July is one of the hottest months in Texas, with temperatures soaring into the 100s, leaving Texans to battle the stifling heat. But the seventh month of the year is also the “hottest” for car thieves.
Gary King, East Texas Auto Theft Task Force investigator, said July has proven to be the busiest time for those wanting to steal unsuspecting motorist’s’ vehicles.
“The largest age group arrested for car theft is 15-19 years old. I think it’s because the kids are out of school and have free time on their hands to commit crimes,” he said.
King said that car theft in Texas costs more than any other crime.
Car thefts in 2004 cost Texans $757,670,324 and in the 13 counties covered by the East Texas Auto Task Force the cost was $13,099,112.
Smith and Gregg counties lead the area with a combined total of 964 vehicles stolen in 2004.
“This is a lucrative business and we (auto task forces across the state) are out here trying to recover as many vehicles as we can,” he said. “Car theft is so big in Texas and we all know how expensive cars are today. So it doesn’t surprise me that car theft is the costliest crime in the state.”
The top 10 vehicles stolen in Texas are Chevrolet pickups, Ford pickups, Dodge pickups, Honda Accord, Honda Civic, GMC pickups, Toyota Camry, Ford Taurus, Chevrolet Tahoe and the Oldsmobile Cutlass.
King said although professional car thieves hit the newer model vehicles, the largest number of stolen cars are older models that are not equipped with alarm systems and anti-theft devices.
King said vehicle owners can help deter thefts by installing alarm systems or using other anti-theft devices or by registering their vehicle under the Help End Auto Theft (HEAT) program.
The HEAT program allows officers to pull a vehicle over during certain times of the night to check ownership of the vehicle.
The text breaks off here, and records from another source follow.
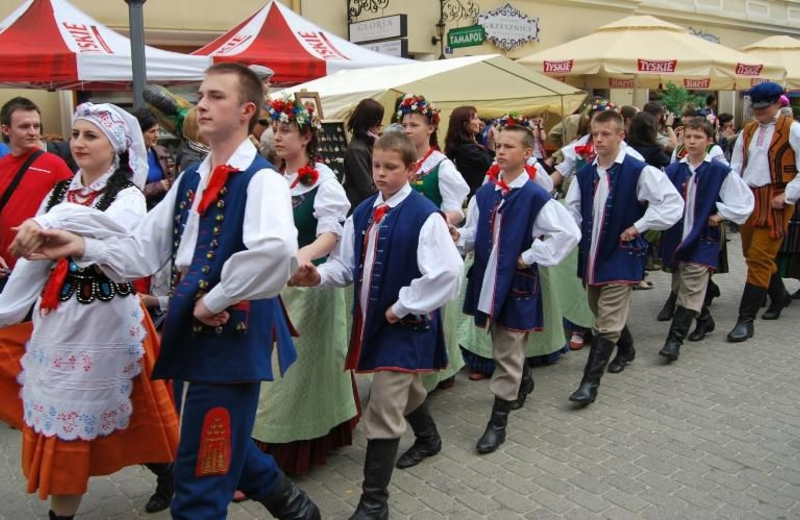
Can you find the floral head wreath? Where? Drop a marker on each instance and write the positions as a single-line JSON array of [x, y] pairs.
[[413, 104], [600, 105], [289, 110]]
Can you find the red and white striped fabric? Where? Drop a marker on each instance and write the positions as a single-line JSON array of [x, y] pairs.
[[296, 49], [52, 44]]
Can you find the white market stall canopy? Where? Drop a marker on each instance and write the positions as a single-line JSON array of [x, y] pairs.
[[494, 84], [50, 44], [645, 52]]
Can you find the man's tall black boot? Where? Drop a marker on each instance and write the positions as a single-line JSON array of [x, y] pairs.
[[427, 443], [751, 302], [599, 355], [681, 323], [705, 322], [525, 386], [625, 352], [165, 487], [779, 298], [495, 433], [288, 502], [378, 467], [668, 310]]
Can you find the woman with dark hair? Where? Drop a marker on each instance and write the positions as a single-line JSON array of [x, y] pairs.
[[461, 146], [364, 124], [643, 137], [159, 174]]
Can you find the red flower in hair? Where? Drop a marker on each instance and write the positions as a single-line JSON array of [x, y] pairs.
[[307, 176]]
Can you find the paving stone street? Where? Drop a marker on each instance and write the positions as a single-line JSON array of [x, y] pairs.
[[715, 435]]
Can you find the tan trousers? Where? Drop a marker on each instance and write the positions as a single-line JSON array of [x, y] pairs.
[[610, 304], [393, 395], [689, 282], [508, 351]]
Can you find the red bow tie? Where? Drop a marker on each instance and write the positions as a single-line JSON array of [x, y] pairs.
[[219, 177]]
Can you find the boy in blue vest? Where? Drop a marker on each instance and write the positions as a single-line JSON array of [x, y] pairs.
[[615, 199], [227, 230], [712, 193], [397, 251], [513, 226]]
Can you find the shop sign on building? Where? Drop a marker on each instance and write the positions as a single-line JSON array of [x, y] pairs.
[[508, 28], [465, 36], [383, 28]]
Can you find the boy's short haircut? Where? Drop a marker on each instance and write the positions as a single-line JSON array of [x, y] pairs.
[[701, 123], [399, 143], [528, 139], [251, 89], [609, 116]]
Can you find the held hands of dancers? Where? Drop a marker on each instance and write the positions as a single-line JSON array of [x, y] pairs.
[[34, 243]]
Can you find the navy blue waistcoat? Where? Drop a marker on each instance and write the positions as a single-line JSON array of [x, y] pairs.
[[241, 350], [517, 299], [416, 343], [615, 261], [702, 244]]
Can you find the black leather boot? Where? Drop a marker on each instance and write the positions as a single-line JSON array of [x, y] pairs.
[[752, 296], [681, 323], [625, 352], [705, 322], [427, 443], [165, 487], [525, 387], [779, 298], [378, 467], [495, 433], [668, 310], [599, 355], [288, 502]]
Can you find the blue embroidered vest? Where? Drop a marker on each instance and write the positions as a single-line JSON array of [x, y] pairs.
[[241, 350], [703, 243], [517, 299], [416, 343], [615, 261]]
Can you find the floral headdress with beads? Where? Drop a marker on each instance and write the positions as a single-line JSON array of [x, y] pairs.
[[289, 110], [413, 104]]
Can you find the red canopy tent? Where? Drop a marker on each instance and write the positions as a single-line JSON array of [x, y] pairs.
[[296, 49], [51, 44]]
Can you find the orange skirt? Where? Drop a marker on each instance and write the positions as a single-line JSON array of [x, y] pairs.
[[57, 467]]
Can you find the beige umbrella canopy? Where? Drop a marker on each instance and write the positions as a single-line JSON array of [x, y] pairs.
[[781, 50], [645, 52]]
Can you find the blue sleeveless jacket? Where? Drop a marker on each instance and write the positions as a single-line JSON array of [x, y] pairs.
[[241, 350]]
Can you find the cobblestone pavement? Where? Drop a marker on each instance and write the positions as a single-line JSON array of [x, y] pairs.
[[714, 435]]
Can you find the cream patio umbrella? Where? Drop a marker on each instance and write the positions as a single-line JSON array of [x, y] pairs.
[[645, 52], [781, 50]]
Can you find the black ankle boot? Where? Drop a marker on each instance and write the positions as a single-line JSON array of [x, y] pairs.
[[752, 296], [599, 355], [625, 352], [427, 443], [668, 310], [165, 487], [525, 386], [495, 433], [378, 467], [779, 298], [288, 502], [681, 323]]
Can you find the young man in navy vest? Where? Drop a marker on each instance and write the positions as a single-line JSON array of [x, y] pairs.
[[397, 251], [615, 200], [513, 226], [226, 227], [767, 156], [691, 247]]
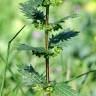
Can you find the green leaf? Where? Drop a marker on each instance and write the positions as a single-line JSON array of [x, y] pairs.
[[31, 77], [64, 18], [23, 47], [62, 89], [61, 37], [30, 9], [38, 51]]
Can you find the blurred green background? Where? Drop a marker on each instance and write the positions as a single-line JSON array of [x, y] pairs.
[[79, 53]]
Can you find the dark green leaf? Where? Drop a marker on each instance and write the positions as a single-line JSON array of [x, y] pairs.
[[38, 51], [61, 37], [62, 89]]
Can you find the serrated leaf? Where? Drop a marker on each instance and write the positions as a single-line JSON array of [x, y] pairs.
[[61, 37], [64, 18], [30, 76], [62, 89], [29, 8]]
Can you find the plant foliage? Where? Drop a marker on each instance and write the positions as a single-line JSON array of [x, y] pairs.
[[35, 80], [61, 37], [38, 51]]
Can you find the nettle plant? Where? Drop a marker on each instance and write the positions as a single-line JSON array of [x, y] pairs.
[[38, 12]]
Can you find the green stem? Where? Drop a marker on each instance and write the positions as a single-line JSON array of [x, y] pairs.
[[46, 44], [7, 59]]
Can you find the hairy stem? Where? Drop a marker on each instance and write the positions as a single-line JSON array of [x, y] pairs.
[[46, 44], [7, 59]]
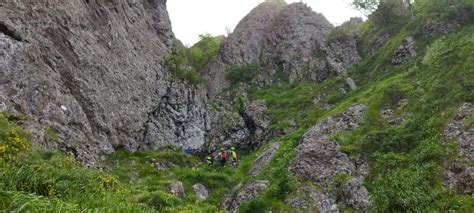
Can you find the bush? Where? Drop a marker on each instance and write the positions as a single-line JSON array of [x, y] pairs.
[[13, 139], [180, 67], [200, 53], [242, 73], [459, 10]]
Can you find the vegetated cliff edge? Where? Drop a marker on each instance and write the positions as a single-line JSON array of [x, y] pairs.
[[89, 76], [286, 40]]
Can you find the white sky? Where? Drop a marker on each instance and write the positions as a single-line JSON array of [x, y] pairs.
[[190, 18]]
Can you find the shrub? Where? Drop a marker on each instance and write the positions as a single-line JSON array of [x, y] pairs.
[[13, 140], [242, 73], [200, 53]]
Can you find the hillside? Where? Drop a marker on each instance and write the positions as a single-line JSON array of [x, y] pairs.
[[373, 116]]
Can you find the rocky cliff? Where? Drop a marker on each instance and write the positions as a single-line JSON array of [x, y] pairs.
[[289, 40], [89, 76]]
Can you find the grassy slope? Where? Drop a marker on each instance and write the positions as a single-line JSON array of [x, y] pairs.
[[406, 160]]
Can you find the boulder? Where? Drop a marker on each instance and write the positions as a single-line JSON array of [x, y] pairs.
[[262, 160], [176, 188], [459, 174], [93, 71]]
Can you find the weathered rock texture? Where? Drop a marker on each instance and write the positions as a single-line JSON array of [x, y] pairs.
[[320, 160], [92, 71], [201, 191], [460, 173], [278, 37], [237, 121]]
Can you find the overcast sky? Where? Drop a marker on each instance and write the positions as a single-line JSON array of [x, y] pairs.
[[190, 18]]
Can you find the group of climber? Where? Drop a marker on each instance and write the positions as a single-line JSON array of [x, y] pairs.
[[223, 156]]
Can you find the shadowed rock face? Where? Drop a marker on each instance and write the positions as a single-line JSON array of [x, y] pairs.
[[319, 160], [93, 72], [459, 174]]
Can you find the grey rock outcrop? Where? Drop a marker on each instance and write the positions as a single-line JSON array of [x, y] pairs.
[[459, 174], [176, 188], [246, 193], [237, 121], [262, 160], [404, 52], [320, 160], [93, 71], [201, 191], [257, 121]]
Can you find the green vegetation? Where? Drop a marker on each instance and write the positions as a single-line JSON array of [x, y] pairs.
[[13, 139], [50, 135], [185, 63], [200, 53], [406, 151], [236, 74], [299, 105]]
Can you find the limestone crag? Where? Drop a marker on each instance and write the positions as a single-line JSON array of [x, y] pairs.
[[320, 160], [92, 72], [278, 37]]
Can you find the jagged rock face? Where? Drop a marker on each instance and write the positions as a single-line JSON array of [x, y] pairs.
[[176, 188], [237, 121], [243, 46], [181, 119], [92, 71], [405, 52], [298, 36], [460, 173], [320, 160], [275, 36]]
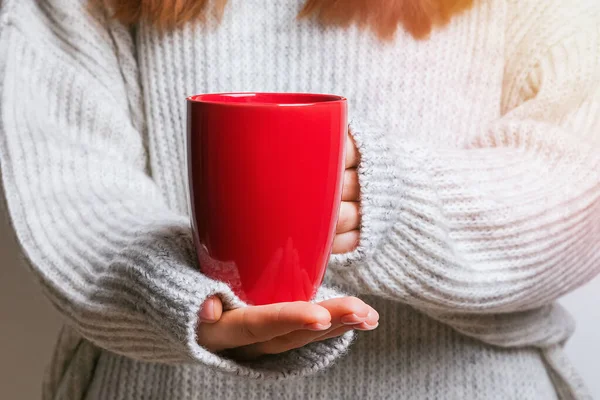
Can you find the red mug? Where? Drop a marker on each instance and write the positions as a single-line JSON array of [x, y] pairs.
[[266, 174]]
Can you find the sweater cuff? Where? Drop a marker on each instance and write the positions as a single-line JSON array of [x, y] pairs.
[[379, 192], [171, 290]]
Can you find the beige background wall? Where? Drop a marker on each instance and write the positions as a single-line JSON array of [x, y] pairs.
[[28, 326]]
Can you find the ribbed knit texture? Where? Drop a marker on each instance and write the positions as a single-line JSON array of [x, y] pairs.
[[480, 195]]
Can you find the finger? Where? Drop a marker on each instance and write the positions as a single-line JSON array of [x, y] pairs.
[[211, 310], [351, 190], [352, 155], [345, 242], [366, 327], [341, 310], [250, 325], [334, 333], [349, 218], [347, 310]]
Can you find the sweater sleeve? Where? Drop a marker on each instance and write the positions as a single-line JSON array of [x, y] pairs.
[[507, 222], [110, 254]]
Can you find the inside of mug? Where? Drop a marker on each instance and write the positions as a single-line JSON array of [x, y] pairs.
[[266, 98]]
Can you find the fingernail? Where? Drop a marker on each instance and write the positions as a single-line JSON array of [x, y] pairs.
[[207, 314], [352, 319], [367, 327], [317, 327]]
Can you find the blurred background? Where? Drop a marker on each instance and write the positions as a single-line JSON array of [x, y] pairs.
[[28, 326]]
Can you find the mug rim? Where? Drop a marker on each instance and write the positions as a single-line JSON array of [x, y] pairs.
[[311, 99]]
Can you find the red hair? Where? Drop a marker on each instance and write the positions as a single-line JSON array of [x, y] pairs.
[[383, 17]]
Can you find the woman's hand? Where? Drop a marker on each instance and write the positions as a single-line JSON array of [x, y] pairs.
[[252, 331], [347, 230]]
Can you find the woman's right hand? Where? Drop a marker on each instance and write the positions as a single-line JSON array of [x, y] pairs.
[[252, 331]]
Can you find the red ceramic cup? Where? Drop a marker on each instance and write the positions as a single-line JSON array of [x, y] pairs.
[[266, 173]]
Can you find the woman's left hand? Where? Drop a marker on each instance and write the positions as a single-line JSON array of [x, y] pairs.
[[348, 226]]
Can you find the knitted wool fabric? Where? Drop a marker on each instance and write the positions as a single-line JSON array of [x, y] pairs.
[[480, 188]]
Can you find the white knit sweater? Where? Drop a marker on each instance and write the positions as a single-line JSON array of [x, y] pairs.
[[480, 186]]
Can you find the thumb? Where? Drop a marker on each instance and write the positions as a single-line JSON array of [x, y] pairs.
[[211, 310]]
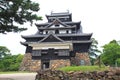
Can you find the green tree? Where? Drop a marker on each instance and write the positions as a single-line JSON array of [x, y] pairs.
[[93, 51], [4, 51], [11, 63], [17, 11], [111, 53]]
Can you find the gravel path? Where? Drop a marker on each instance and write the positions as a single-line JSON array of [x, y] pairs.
[[18, 76]]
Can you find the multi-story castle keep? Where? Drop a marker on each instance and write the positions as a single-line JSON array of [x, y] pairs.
[[59, 42]]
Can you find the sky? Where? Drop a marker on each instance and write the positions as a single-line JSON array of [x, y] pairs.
[[100, 17]]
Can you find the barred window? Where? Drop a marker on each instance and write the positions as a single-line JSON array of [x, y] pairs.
[[36, 53], [63, 53]]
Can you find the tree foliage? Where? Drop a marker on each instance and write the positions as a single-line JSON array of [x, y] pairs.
[[11, 62], [94, 48], [17, 11], [111, 53]]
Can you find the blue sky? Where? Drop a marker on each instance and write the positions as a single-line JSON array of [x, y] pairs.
[[100, 17]]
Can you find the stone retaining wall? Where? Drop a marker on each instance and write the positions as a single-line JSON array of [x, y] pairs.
[[59, 63], [80, 56], [95, 75], [30, 65]]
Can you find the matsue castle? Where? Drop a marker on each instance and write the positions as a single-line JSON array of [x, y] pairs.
[[59, 42]]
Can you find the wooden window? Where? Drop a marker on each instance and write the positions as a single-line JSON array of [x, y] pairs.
[[82, 62], [63, 53], [56, 31], [36, 53]]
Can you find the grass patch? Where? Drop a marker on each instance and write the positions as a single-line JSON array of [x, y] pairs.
[[83, 68], [12, 72]]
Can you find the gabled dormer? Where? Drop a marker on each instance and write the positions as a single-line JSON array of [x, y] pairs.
[[63, 16]]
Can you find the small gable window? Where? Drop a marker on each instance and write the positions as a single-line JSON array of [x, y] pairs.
[[82, 62], [46, 32], [57, 25], [67, 31], [56, 31]]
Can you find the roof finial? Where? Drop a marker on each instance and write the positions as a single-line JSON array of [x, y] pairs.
[[51, 12]]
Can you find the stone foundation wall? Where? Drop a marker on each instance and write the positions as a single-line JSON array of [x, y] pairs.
[[30, 65], [78, 75], [59, 63], [80, 59]]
Most cars are stolen between 1 a.m. and 5 a.m.
Stickers mark the vehicles and during the registration process, which is free, motorists can also have the vehicle identification numbers etched on all the windows.
King said the HEAT program is an effective tool at preventing theft.
“Out of the thousands of vehicles we have registered in the eight years I have been with the task force we have not had one of those vehicles stolen. Thieves, even the joyriders know that the car is registered and can be pulled over to check ownership. The program works,” he said.
King said between 10 and 20 percent of all stolen vehicles turns out to be insurance fraud, where the owner either pays someone to steal and set fire to their vehicle or they do it themselves.
He said some vehicles are targeted for chop shops while others make their way to Mexico or larger cities where they could be stripped and sold for parts or the VIN is changed and the vehicle is resold.
Prime locations for car theft?
King said gas stations and even day care facilities, where unsuspecting mothers are dropping their children off are two of the prime locations because people leave their vehicles running.
“In our task force we recover about 80 percent of all stolen vehicles, but for the other 20 percent of drivers who have their vehicle stolen, they never see it again. People need to lock their cars and use some type of deterrent to prevent theft,” he said.